Gloomy outlook for 2012
Friday, 28 October 2011
Were one to take the World Bank's biennial projections on the Bangladesh economy for the coming year at the face value, the country would seem to be heading for stormy fiscal turbulence in the 2012 financial year.
In a major departure from 2011, a year that sustained an economic growth rate of about 6.7 per cent, primarily due to robust growth in both construction and manufacturing sectors aided further by a bumper crop harvest; this year's fiscal performance has taken a beating from upward movement of inflation, growing public debt fuelled by increased government borrowing and a tilting of balance of payments towards the negative, thanks to an ever increasing oil import bill.
Although the government remains confident of hitting the 7 per cent growth rate in the coming fiscal year, a number of issues could possibly derail it from the course. The premise for such growth rests on increase of both exports and remittances. Despite exports having risen some 22 per cent over the 2nd quarter of 2011 and inward remittances being up by 9 per cent, it is still below the figure of the preceding year over the same period. Rosy projections over continued growing exports appear to have hit a snag as the steam fizzled out of apparel export growth to Europe and the US at 2.3 per cent in September compared to a healthy 30 per cent growth for two consecutive previous months.
A continued slump in the foreign RMG markets, brought about by the global economic slowdown, would most certainly impact negatively the export target the country has set for itself. The other pillar of hope, inward remittance i.e, continues to falter in the face of not only the worldwide economic downturn, but also for the continued political turmoil that bedevils Bangladesh's traditional manpower markets of the Middle East. To put in perspective, recent events in Libya has forced the return of about 40,000 expatriate workers to the country. Other problem areas highlighted include the continued unavailability of sufficient gas that has sapped production capacities in the manufacturing sector, the sedate pace of reforms and the sorry state of infrastructure in the country.

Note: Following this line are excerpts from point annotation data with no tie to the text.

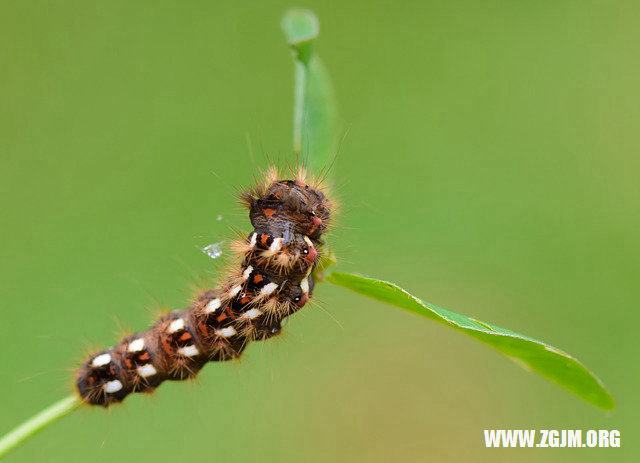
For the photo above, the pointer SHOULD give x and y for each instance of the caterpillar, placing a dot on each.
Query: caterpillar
(273, 281)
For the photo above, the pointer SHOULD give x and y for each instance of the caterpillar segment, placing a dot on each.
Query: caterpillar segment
(272, 281)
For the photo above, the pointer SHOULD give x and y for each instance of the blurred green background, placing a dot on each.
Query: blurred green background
(490, 165)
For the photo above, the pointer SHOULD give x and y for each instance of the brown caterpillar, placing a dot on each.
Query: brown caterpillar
(274, 281)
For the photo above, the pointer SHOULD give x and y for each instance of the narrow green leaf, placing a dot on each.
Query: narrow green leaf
(314, 112)
(548, 361)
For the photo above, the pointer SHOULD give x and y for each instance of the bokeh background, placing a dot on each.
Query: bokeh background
(489, 165)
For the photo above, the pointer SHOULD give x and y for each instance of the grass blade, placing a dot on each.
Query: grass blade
(37, 423)
(546, 360)
(314, 112)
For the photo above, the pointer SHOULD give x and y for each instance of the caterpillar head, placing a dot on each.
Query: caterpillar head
(291, 206)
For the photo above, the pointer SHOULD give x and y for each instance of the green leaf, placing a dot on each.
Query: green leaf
(548, 361)
(314, 112)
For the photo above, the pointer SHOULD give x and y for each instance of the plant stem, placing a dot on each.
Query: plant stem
(298, 105)
(37, 423)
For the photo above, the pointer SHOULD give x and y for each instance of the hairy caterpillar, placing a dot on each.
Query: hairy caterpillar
(273, 281)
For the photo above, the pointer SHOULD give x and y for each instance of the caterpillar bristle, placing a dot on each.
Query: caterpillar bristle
(271, 282)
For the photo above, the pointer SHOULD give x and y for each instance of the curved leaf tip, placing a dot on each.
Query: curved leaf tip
(533, 355)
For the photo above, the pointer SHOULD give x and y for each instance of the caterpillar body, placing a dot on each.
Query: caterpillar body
(273, 281)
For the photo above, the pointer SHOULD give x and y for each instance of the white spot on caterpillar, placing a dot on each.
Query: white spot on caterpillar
(112, 386)
(188, 351)
(304, 285)
(101, 360)
(136, 345)
(276, 245)
(176, 325)
(269, 288)
(146, 370)
(213, 305)
(247, 272)
(226, 332)
(251, 314)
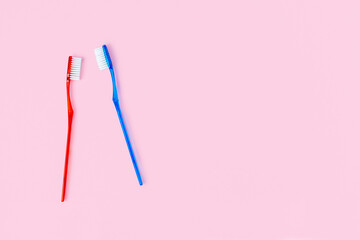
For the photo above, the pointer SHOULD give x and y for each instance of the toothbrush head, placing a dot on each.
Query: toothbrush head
(74, 67)
(103, 58)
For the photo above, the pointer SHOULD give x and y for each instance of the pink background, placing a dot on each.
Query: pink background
(244, 116)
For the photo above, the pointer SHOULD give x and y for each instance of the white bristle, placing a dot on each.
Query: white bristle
(75, 68)
(100, 58)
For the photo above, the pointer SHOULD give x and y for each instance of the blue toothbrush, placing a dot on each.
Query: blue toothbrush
(104, 61)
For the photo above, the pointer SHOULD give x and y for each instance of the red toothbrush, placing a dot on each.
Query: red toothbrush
(73, 73)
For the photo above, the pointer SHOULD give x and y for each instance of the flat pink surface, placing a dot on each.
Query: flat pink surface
(245, 117)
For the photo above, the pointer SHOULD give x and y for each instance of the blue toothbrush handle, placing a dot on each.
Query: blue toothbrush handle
(133, 159)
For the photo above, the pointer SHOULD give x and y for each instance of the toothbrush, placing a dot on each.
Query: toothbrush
(73, 73)
(104, 62)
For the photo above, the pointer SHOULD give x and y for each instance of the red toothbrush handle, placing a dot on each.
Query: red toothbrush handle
(70, 116)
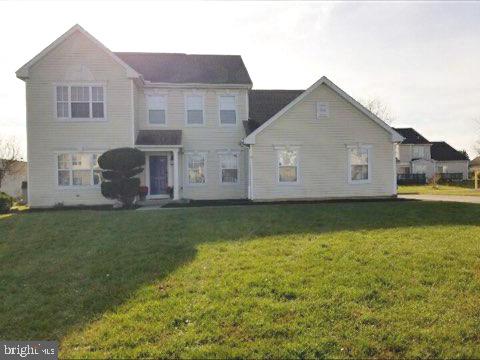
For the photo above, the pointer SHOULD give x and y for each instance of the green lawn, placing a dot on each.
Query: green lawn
(370, 279)
(438, 190)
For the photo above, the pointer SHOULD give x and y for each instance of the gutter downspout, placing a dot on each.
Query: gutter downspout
(250, 170)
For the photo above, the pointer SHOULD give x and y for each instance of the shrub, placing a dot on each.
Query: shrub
(6, 203)
(119, 168)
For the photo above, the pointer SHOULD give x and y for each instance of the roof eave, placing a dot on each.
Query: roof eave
(150, 84)
(395, 136)
(23, 72)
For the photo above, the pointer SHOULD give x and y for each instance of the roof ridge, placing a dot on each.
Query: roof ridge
(277, 90)
(171, 53)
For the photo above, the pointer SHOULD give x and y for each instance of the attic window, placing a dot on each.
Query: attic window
(322, 109)
(80, 102)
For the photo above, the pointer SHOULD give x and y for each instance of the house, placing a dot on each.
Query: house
(475, 170)
(12, 182)
(204, 131)
(417, 155)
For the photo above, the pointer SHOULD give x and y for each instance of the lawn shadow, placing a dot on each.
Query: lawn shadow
(60, 271)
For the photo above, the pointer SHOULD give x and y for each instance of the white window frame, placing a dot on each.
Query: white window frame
(234, 109)
(369, 164)
(72, 119)
(186, 109)
(319, 115)
(205, 163)
(165, 99)
(70, 169)
(279, 150)
(228, 153)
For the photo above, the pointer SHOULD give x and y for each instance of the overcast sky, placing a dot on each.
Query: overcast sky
(421, 59)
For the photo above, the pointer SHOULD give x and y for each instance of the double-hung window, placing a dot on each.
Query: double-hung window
(78, 169)
(229, 168)
(80, 102)
(194, 104)
(228, 110)
(359, 164)
(287, 166)
(156, 109)
(196, 168)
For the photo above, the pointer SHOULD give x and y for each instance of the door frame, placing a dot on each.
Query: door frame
(147, 180)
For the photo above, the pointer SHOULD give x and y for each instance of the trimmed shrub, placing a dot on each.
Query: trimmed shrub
(119, 168)
(6, 203)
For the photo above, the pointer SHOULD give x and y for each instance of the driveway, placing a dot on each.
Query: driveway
(451, 198)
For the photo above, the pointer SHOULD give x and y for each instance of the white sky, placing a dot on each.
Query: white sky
(421, 59)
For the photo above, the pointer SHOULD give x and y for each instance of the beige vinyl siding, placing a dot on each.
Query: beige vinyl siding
(209, 138)
(76, 60)
(322, 146)
(12, 182)
(455, 167)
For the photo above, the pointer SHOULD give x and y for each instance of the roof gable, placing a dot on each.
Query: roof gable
(263, 104)
(23, 72)
(396, 137)
(412, 136)
(187, 68)
(441, 151)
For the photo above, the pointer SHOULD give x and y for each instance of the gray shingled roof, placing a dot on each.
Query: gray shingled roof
(159, 137)
(441, 151)
(263, 104)
(411, 136)
(186, 68)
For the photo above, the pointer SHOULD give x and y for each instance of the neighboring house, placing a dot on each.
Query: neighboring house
(417, 155)
(204, 132)
(12, 183)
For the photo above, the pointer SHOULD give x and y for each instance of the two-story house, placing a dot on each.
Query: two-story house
(204, 132)
(417, 155)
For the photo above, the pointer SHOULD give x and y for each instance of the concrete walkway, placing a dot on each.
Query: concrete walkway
(451, 198)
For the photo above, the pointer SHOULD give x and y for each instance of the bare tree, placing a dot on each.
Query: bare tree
(9, 156)
(378, 108)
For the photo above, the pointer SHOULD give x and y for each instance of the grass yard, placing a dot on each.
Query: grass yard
(439, 190)
(379, 279)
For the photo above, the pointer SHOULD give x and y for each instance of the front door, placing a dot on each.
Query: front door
(158, 174)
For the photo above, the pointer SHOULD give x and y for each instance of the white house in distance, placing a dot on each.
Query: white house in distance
(204, 131)
(417, 155)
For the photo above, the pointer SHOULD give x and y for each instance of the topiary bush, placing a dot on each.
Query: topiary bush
(119, 166)
(6, 203)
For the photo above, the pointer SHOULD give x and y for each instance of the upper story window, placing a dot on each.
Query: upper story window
(359, 164)
(78, 169)
(322, 109)
(228, 110)
(418, 152)
(157, 109)
(287, 166)
(194, 105)
(229, 168)
(80, 102)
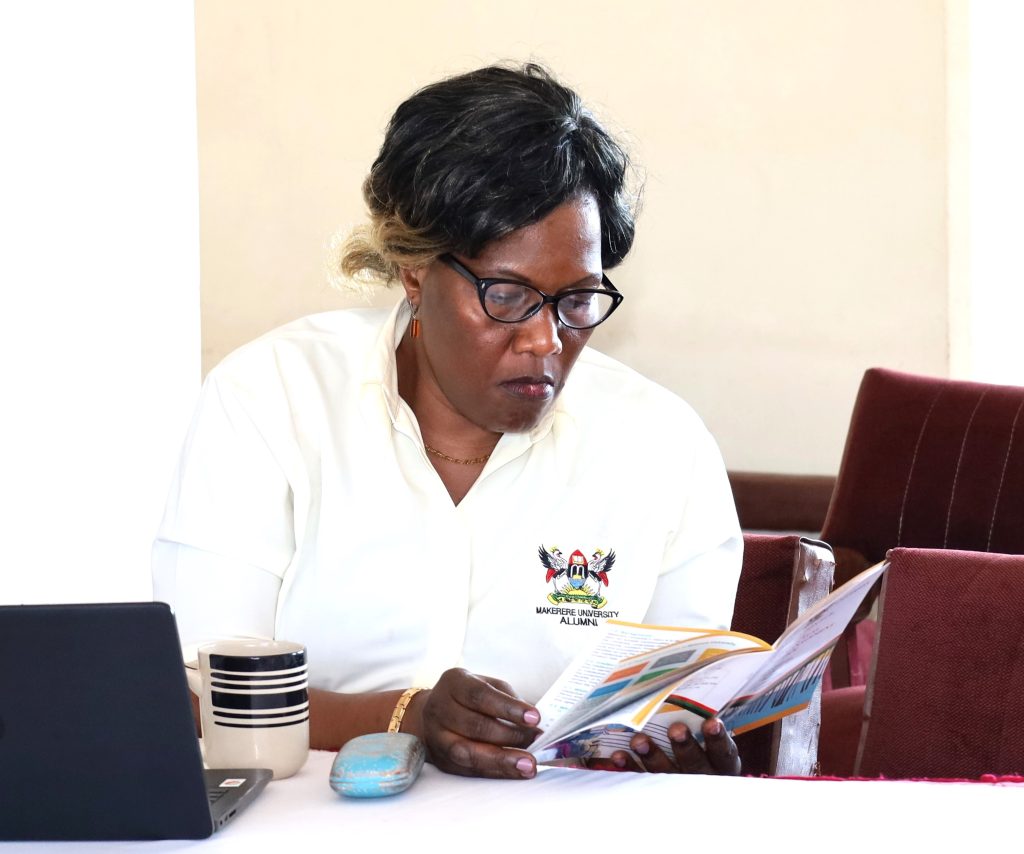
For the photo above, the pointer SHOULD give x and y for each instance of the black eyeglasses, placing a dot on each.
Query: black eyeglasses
(510, 302)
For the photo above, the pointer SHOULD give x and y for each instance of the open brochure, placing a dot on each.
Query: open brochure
(638, 677)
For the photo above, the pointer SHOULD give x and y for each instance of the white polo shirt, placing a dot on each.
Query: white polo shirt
(305, 508)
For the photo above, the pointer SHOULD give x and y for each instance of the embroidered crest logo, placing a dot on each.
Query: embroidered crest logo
(577, 580)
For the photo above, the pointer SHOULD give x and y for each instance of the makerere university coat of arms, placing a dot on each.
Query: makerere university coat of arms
(576, 579)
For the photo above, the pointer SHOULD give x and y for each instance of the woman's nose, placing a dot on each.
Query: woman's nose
(539, 335)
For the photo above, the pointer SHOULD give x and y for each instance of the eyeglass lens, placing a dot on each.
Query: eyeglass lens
(510, 302)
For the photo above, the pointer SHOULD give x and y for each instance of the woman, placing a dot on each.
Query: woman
(461, 486)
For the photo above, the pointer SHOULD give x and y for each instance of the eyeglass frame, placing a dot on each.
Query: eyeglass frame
(482, 285)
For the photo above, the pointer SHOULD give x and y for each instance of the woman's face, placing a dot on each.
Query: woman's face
(505, 377)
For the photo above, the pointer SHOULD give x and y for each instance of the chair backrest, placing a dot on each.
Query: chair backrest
(945, 687)
(929, 463)
(781, 578)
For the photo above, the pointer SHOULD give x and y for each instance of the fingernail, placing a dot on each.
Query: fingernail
(524, 767)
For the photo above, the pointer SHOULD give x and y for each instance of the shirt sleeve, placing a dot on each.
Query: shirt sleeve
(704, 554)
(227, 534)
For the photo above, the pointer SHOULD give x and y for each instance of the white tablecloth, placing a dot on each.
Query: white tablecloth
(563, 810)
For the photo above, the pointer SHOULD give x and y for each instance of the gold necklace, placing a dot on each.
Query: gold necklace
(475, 461)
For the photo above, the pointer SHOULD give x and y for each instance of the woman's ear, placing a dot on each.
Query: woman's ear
(412, 282)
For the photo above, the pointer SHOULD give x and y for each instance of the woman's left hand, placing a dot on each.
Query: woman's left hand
(719, 755)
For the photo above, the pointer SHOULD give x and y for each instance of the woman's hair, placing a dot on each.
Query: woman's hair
(475, 157)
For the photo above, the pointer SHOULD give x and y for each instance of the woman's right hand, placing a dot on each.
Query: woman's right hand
(476, 726)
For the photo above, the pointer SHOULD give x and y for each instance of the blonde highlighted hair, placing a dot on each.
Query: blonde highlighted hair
(476, 157)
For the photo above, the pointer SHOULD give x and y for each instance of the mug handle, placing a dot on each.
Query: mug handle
(195, 678)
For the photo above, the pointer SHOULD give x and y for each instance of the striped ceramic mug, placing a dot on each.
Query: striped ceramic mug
(254, 705)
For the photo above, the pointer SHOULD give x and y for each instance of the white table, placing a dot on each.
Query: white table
(563, 810)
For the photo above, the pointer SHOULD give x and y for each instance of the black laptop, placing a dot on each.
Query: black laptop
(96, 733)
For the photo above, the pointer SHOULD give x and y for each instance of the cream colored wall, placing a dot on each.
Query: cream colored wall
(795, 226)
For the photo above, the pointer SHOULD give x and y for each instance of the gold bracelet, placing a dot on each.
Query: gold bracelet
(400, 707)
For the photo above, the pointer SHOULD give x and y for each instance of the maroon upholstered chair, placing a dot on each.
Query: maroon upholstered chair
(929, 463)
(781, 578)
(944, 695)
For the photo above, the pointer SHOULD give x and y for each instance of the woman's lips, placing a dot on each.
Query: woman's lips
(530, 388)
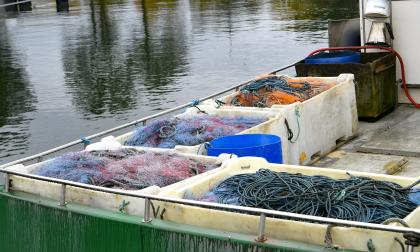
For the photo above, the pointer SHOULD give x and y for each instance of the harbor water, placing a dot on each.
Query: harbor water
(105, 62)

The World Bank however contended that the situation is not beyond help. "Improved fiscal and monetary discipline, combined with stronger efforts to address energy and infrastructure deficits, will be critical to sustain the growth performance of Bangladesh," contends Zahid Hussain, WB senior economist for Bangladesh. Domestic credit for wasteful, unproductive and speculative uses needs to be restrained, while ensuring adequate credit flows for all productive purposes. At the same time, the government's continued reliance on internal borrowing to finance a widening balance of payment (BoP) deficit is increasingly becoming a cause for serious concern.
For Bangladesh to repeat the economic success of 2011 and grow further, exports will need to maintain a steady rise. Remittance inflow also needs to recover from recent losses. The quandary of power outages and improvement of services will have to be addressed, especially in the light of falling investments in the manufacturing sector. All this of course is a tall order in the present global economic climate and initiating necessary reform now as opposed to sometime in the future may help Bangladesh weather the impending storm.